Detailed Description

Unsupervised matrix decomposition methods.

Function Documentation

void vigra::principalComponents ( MultiArrayView< 2, T, C1 > const &  features,
MultiArrayView< 2, T, C2 >  fz,
MultiArrayView< 2, T, C3 >  zv 
)

Decompose a matrix according to the PCA algorithm.

This function implements the PCA algorithm (principal component analysis).

  • features must be a matrix with shape (numFeatures * numSamples), which is decomposed into the matrices
  • fz with shape (numFeatures * numComponents) and
  • zv with shape (numComponents * numSamples)

such that

\[ \mathrm{features} \approx \mathrm{fz} * \mathrm{zv} \]

(this formula requires that the features have been centered around the mean by linalg::prepareRows (features, features, ZeroMean)).

The shape parameter numComponents determines the complexity of the decomposition model and therefore the approximation quality (if numComponents == numFeatures, the representation becomes exact). Intuitively, fz is a projection matrix from the reduced space into the original space, and zv is the reduced representation of the data, using just numComponents features.

Declaration:

#include <vigra/unsupervised_decomposition.hxx>

namespace vigra {
template <class U, class C1, class C2, class C3>
void
principalComponents(MultiArrayView<2, U, C1> const & features,
MultiArrayView<2, U, C2> fz,
MultiArrayView<2, U, C3> zv);
}

Usage:

Matrix<double> data(numFeatures, numSamples);
... // fill the input matrix
int numComponents = 3;
Matrix<double> fz(numFeatures, numComponents),
zv(numComponents, numSamples);
// center the data
prepareRows(data, data, ZeroMean);
// compute the reduced representation
principalComponents(data, fz, zv);
Matrix<double> model = fz*zv;
double meanSquaredError = squaredNorm(data - model) / numSamples;
void vigra::pLSA (   ...)

Decompose a matrix according to the pLSA algorithm.

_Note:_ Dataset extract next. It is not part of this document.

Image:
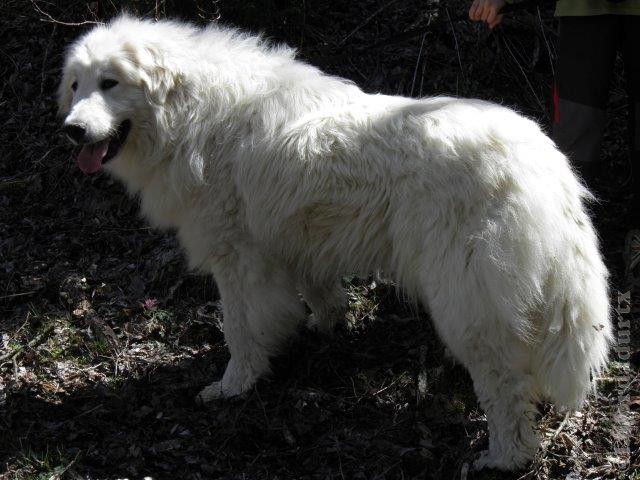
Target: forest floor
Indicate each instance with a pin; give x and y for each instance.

This function implements the pLSA algorithm (probabilistic latent semantic analysis) proposed in

T. Hofmann: "Probabilistic Latent Semantic Analysis", in: UAI'99, Proc. 15th Conf. on Uncertainty in Artificial Intelligence, pp. 289-296, Morgan Kaufmann, 1999

  • features must be a matrix with shape (numFeatures * numSamples) and non-negative entries, which is decomposed into the matrices
  • fz with shape (numFeatures * numComponents) and
  • zv with shape (numComponents * numSamples)

such that

\[ \mathrm{features} \approx \mathrm{fz} * \mathrm{zv} \]

(this formula applies when pLSA is called with PLSAOptions.normalizedComponentWeights(false). Otherwise, you must normalize the features by calling linalg::prepareColumns (features, features, UnitSum) to make the formula hold).

The shape parameter numComponents determines the complexity of the decomposition model and therefore the approximation quality. Intuitively, features are a set of words, and the samples a set of documents. The entries of the features matrix denote the relative frequency of the words in each document. The components represents a (presumably small) set of topics. The matrix fz encodes the relative frequency of words in the different topics, and the matrix zv encodes to what extend each topic explains the content of each document.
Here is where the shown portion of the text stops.